Sequential Testing on Statsig

Wed Oct 18 2023

Maggie Stewart

Data Scientist, Statsig

Sequential testing is a solution to the “peeking problem” in A/B testing, allowing continuous monitoring of experiment results without increasing the False Positive Rate (FPR).

We recently revamped Statsig’s Sequential Testing methodology to enable faster decisions. Compared to our previous implementation, this new approach has higher statistical power during the early days of the experiment while enforcing a strict cap on FPR. This is ideal for early regression detection or shortening experiment duration when the key metric has a larger-than-expected effect.

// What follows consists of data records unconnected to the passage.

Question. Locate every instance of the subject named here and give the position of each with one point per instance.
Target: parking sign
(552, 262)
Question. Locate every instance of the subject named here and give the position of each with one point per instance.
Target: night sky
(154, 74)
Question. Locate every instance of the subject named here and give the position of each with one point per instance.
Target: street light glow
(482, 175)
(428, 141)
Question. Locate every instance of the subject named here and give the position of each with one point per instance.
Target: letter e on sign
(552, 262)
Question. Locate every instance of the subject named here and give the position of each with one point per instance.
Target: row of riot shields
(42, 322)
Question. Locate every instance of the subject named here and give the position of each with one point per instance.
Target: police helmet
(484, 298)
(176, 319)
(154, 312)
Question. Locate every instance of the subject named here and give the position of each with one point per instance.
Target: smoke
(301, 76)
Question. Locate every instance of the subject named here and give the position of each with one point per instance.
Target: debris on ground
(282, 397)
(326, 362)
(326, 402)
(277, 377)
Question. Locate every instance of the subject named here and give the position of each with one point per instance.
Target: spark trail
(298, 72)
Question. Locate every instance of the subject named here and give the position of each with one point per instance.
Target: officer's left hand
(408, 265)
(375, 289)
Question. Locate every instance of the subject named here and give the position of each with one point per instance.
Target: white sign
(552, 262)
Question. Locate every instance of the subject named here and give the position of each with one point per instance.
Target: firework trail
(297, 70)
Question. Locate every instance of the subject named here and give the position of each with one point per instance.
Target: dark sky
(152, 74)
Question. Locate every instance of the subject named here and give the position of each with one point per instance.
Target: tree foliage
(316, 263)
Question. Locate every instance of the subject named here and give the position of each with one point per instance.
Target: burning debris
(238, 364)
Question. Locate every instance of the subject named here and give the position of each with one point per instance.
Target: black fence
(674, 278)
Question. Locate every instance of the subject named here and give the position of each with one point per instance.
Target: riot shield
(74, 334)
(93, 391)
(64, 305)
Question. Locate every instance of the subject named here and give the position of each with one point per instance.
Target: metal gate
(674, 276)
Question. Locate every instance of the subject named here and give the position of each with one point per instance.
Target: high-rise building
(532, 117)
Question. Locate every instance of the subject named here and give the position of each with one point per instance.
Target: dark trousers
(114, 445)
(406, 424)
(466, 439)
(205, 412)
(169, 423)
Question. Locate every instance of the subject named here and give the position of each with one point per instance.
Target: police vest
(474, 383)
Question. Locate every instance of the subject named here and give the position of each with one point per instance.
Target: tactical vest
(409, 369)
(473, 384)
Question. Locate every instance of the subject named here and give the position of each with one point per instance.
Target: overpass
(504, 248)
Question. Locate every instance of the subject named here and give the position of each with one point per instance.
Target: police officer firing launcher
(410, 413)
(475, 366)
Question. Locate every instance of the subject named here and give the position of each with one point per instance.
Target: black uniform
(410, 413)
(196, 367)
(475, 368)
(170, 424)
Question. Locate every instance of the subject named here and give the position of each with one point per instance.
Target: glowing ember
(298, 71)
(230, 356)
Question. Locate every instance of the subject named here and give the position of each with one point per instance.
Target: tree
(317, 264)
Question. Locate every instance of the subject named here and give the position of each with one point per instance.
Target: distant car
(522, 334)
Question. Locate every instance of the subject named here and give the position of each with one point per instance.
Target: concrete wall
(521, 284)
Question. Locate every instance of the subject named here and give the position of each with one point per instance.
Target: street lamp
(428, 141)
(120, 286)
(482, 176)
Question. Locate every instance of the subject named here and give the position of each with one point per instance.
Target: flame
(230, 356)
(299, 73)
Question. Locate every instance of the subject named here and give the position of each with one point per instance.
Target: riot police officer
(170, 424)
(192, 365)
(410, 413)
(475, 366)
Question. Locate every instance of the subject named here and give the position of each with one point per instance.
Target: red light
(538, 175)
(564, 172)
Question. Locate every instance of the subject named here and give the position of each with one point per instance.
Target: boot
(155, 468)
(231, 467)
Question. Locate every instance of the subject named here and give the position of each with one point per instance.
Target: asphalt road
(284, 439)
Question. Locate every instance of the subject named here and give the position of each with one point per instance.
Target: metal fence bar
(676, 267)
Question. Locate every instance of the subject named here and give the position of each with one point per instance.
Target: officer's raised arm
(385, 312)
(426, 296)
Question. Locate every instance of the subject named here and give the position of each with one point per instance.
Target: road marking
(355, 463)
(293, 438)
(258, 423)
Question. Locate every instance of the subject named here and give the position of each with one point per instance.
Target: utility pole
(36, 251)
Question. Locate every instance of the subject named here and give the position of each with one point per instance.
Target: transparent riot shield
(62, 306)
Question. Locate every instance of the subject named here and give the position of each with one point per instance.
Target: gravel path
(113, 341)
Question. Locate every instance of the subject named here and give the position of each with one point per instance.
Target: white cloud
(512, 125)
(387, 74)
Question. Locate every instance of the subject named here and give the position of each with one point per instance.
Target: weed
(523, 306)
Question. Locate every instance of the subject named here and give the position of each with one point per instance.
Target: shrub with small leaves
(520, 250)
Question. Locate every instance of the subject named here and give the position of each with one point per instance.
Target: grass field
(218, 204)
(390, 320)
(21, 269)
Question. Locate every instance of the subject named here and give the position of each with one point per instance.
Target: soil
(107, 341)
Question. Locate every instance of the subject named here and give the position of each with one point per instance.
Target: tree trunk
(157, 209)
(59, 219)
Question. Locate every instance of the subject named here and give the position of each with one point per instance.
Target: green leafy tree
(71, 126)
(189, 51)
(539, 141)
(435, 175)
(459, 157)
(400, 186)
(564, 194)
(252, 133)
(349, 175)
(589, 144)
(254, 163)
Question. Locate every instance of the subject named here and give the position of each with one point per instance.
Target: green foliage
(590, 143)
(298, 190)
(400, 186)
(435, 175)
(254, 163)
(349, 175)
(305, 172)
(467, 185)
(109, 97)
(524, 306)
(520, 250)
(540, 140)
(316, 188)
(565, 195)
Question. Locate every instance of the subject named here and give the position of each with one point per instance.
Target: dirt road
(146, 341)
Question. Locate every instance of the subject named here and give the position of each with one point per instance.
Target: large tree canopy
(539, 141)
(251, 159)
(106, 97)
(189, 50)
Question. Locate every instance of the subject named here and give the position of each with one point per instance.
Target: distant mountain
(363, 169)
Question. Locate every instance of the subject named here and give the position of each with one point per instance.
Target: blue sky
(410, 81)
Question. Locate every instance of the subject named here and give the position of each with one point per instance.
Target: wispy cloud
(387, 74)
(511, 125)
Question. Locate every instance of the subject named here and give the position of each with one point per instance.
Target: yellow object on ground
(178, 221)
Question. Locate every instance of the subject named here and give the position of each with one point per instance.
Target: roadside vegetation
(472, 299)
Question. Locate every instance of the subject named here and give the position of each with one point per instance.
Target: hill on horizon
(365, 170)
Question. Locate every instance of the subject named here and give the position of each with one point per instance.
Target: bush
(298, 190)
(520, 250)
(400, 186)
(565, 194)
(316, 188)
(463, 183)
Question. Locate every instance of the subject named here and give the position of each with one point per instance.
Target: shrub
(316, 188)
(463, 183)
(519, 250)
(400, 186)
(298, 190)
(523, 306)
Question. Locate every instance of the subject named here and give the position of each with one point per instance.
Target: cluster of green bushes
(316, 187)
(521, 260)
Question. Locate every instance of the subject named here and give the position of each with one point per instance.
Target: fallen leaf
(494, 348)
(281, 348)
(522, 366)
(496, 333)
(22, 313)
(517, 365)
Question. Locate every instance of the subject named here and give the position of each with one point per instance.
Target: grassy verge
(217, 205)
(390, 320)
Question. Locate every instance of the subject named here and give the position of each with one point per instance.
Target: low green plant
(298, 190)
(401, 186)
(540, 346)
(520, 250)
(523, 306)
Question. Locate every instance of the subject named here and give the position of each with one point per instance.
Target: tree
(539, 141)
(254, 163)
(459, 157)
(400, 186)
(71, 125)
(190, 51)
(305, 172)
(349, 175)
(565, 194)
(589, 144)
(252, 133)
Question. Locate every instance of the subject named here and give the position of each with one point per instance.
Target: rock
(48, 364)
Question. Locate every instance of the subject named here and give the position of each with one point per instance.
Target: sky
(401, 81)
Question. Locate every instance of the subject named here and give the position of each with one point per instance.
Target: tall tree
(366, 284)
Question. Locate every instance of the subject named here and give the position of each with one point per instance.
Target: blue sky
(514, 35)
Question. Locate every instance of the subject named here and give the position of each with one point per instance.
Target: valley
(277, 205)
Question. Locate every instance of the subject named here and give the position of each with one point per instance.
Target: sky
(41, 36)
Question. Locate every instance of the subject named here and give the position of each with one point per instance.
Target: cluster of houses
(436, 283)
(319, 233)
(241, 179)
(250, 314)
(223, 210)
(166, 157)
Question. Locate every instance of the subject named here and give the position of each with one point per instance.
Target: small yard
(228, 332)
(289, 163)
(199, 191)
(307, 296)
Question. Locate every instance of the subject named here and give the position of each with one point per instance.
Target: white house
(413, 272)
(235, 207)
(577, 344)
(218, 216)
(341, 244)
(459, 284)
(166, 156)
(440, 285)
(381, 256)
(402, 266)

The need for sequential testing

A common concern when running online A/B tests is the “peeking problem”. This arises when experiment metrics are continuously monitored with the intention of making early ship decisions. This stems from a tension between two aspects of online experimentation:

Ongoing metric updates

Unlike A/B tests conducted in fields like Psychology and Drug Testing, state-of-the-art online experimentation platforms use live data streams and can surface results immediately. These results can then be updated to reflect the most up-to-date insights as data collection continues. Naturally, we want to leverage this powerful capability to make the best decisions as early as possible.

Limitations of the underlying statistical test

In fixed-horizon hypothesis testing, we accept a predetermined FPR, typically 5% (alpha = 0.05). When the p-value is less than 0.05, it’s common practice to reject the null hypothesis and attribute the observed effect to the treatment we’re testing. We do this knowing that there’s a 5% chance that a statistically significant result is actually just random noise.

However, ongoing monitoring while waiting for significance leads to a compounding effect of the 5% FPR. Imagine you have a 20-sided die. If you roll it once, you’ll have a 5% (1 in 20) chance of getting a 1. But if you roll it every day for a week, the probability of getting a 1 at least once is much higher than 5%. In fact, you’ve now increased your chances to 30%.

a graph showing the probability at least once per rolls of a 20-sided die

The solution

In Sequential Testing, the confidence interval computation changes in a way that maintains the desired upper bound on false positives regardless of how many times the metric is evaluated.

Statsig’s sequential testing methodology

Statsig’s new Sequential Testing methodology is based on the mSPRT (mixture Probability Sequential Ratio Test) approach described by Zhao et al. This is a commonly used methodology, where the test statistic is based on the likelihood ratio of the null and alternative hypotheses.

We conducted extensive testing, both with simulated distributions as well as data from real-life experiments, and found that this meets the desired criteria for Sequential Testing:

  • The false positive rate in A/A tests remains below 5% even with repeated measurements over a 4-week period.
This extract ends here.